At this same time, a family of five was in a mini-van and had just backed out of their spot to our left, and I had let them go in front of me. I even backed up a little bit to let them in! It’s Christmas, we’re all waiting in line, you can wait in front of me if you want to. Go right ahead, little family in the minivan! In fact, Merry Christmas!
But as this minivan crept forward and we then crept forward, the SAAB, now at my right front tire, put on their reverse lights. The way-too-thin-to-be-a-mom-to-two plunked her skinny little ass out of the passenger side of the SAAB. She did not bother to look at us or acknowledge our presence. She placed her body directly in front of my car, put her back to us, held her hand out to us as if she was stopping children at a crosswalk, and started to furiously wave her husband back out of his spot.
Even as I type this now, three days later, my blood is boiling.
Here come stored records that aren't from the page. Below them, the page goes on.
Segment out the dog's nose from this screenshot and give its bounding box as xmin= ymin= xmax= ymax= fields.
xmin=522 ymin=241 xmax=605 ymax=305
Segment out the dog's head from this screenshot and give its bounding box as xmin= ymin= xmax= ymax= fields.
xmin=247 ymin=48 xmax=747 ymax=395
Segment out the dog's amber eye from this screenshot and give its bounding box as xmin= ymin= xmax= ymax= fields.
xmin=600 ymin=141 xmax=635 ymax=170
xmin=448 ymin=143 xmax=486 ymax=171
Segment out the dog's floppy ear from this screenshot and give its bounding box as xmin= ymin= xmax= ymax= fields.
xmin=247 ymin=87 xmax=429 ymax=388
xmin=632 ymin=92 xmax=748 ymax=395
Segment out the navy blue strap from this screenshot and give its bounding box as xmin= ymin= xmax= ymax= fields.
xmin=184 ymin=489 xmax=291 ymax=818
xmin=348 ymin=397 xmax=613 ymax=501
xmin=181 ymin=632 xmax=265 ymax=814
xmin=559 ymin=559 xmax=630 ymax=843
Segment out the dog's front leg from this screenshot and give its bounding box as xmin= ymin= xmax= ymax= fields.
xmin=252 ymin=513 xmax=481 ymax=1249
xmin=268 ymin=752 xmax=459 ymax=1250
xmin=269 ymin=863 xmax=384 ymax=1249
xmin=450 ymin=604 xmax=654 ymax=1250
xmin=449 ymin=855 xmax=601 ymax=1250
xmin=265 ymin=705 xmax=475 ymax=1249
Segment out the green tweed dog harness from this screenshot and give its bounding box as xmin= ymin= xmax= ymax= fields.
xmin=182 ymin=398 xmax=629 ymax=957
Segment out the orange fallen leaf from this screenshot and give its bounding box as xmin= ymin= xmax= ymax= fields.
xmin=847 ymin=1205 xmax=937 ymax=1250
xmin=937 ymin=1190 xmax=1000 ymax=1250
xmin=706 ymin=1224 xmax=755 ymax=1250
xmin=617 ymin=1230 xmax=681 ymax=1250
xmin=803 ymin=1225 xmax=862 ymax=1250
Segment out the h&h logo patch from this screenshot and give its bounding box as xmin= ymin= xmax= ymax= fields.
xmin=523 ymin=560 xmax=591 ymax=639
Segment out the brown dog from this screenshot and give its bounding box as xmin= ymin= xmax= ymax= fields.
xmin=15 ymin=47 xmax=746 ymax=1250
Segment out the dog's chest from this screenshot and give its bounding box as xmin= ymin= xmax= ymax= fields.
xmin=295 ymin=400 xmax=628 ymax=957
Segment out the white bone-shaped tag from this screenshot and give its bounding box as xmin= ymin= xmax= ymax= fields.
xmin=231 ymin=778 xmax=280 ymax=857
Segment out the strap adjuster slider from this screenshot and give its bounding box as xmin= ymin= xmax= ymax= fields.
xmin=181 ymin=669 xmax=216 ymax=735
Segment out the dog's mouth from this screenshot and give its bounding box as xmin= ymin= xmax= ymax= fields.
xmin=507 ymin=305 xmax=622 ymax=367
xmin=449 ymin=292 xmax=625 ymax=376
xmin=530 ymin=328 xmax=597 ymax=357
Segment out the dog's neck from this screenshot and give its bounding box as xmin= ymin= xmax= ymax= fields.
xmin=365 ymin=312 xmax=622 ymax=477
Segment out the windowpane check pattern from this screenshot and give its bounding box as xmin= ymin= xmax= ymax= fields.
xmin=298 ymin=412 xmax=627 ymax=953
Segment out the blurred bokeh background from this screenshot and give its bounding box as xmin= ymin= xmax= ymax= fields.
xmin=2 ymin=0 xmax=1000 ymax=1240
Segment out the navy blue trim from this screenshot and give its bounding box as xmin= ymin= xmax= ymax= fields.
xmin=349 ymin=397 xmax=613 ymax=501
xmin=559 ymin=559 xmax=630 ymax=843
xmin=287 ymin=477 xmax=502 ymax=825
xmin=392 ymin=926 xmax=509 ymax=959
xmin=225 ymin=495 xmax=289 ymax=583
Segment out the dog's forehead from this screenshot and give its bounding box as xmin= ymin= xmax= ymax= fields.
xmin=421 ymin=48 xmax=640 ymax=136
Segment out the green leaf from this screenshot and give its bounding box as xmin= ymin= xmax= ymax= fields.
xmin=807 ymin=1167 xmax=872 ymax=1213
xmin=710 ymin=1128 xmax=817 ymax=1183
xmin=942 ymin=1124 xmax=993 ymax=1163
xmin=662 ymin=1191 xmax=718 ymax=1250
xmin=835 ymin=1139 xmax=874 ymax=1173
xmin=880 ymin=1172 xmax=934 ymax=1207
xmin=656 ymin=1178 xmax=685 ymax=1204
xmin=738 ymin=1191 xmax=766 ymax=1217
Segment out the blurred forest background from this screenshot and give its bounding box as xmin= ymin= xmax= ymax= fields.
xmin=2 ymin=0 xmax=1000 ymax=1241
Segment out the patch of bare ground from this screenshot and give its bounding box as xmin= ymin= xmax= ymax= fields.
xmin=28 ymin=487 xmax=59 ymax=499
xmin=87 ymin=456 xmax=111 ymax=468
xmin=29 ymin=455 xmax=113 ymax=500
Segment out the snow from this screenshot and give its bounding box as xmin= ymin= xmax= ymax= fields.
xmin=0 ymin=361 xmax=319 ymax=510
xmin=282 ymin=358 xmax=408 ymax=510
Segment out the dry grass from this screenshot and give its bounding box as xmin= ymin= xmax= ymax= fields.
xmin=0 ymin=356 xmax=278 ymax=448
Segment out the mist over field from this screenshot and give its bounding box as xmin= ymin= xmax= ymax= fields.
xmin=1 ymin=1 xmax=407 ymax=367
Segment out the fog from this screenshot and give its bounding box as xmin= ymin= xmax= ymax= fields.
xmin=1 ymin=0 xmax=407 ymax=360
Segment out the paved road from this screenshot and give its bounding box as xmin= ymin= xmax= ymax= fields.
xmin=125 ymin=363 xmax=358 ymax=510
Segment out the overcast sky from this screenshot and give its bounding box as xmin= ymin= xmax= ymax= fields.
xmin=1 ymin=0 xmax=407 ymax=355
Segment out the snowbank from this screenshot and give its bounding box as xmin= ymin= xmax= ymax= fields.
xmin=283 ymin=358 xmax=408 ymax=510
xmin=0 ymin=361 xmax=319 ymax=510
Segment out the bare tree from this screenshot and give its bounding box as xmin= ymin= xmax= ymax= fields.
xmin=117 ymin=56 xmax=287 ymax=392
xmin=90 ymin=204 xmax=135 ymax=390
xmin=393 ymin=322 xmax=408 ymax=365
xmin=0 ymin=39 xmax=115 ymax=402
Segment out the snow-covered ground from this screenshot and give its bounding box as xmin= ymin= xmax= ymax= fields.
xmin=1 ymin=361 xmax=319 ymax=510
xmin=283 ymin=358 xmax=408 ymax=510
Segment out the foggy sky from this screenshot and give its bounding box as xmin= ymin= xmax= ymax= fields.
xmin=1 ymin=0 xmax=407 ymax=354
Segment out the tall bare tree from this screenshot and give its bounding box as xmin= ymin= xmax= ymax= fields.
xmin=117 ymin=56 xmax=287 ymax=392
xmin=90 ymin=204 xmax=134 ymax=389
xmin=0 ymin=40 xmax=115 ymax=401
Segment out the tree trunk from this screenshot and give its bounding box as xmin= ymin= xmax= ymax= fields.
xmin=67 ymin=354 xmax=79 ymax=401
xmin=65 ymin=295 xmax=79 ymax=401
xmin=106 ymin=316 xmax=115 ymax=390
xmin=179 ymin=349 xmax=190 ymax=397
I could literally hard boil an egg in my veins.
The Badger uttered something to the tune of “What the [expletive deleted] is THIS?!” and at precisely that same time, I rolled down the window of my nice, hard-earned Nissan and said (read: screamed) in the most pierced, fish-wife tone that I have ever mustered “EXCUSE ME???", and in what will go down as one of my finer moments, she and I proceeded to get into a three minute verbal smack down, my final and proudest statement being “Well, I’m sorry that you drive a SAAB and wear size four jeans and therefore think that you are entitled to wave your husband out in front of me without waiting your turn. But you and your size four jeans are not!” I still fight like a New Yorker, even though I haven’t lived there in nearly ten years. Having been put in her place ("Merry Christmas!"), she waddled back to the passenger side of her SAAB and I wedged my car as close as possible to the minivan in front of us ("Fa-la-la-la-la-la-la-la-la!"). The SAAB had to wait their proper turn ("Season's Greetings!") and pulled out behind us for the very long and uncomfortable wait all the way down to the cashier. I proceeded to let every possible car that could come out in front of us ("Silent night, holy night!") as I smiled and generously waved them on for the entire next seven levels of parking ("Deck the halls!") while the SAAB honked at me every time ("It's the most wonderful time of the year!").
About 45 minutes later, we pulled up to the cashier to pay our share of parking ($7, for which i had a $10 bill). I said to the Badger “We ought to pay for their parking, just to surprise them…”, thinking of all our kinder friends who are infinitely nicer and more elegant under pressure than I, who a) would not have gotten into a verbal fist fight in front of their children, and b) would have paid for the parking of the person behind them. His response was “We will do no such thing!” and told me what I should say to the cashier instead...
As I pulled up and handed the very nice cashier my $10 bill, I said what I was instructed to say.
“If you will kindly tell the people in the car behind us to go f*ck themselves, you can keep the change…”.
He laughed hysterically. So did we. ("Merry Christmas to all, and to all a good night!")
I hope my children have now learned how NOT to behave in a parking ramp at Christmastime. I’ll leave my Sunday story for some other blog post. Let’s just say it includes two toddlers who did not nap, a "I'm-just-going-to-run-out-and-pick-up-some-Christmas-lights-for-the-tree" shopping trip involving six, count them, SIX different stores who were all sold out of lights, and one mommy who finally snapped under the Christmas pressure and ripped down the half-burned out Christmas light strands from our undecorated tree. Have I mentioned yet that it's December 18th?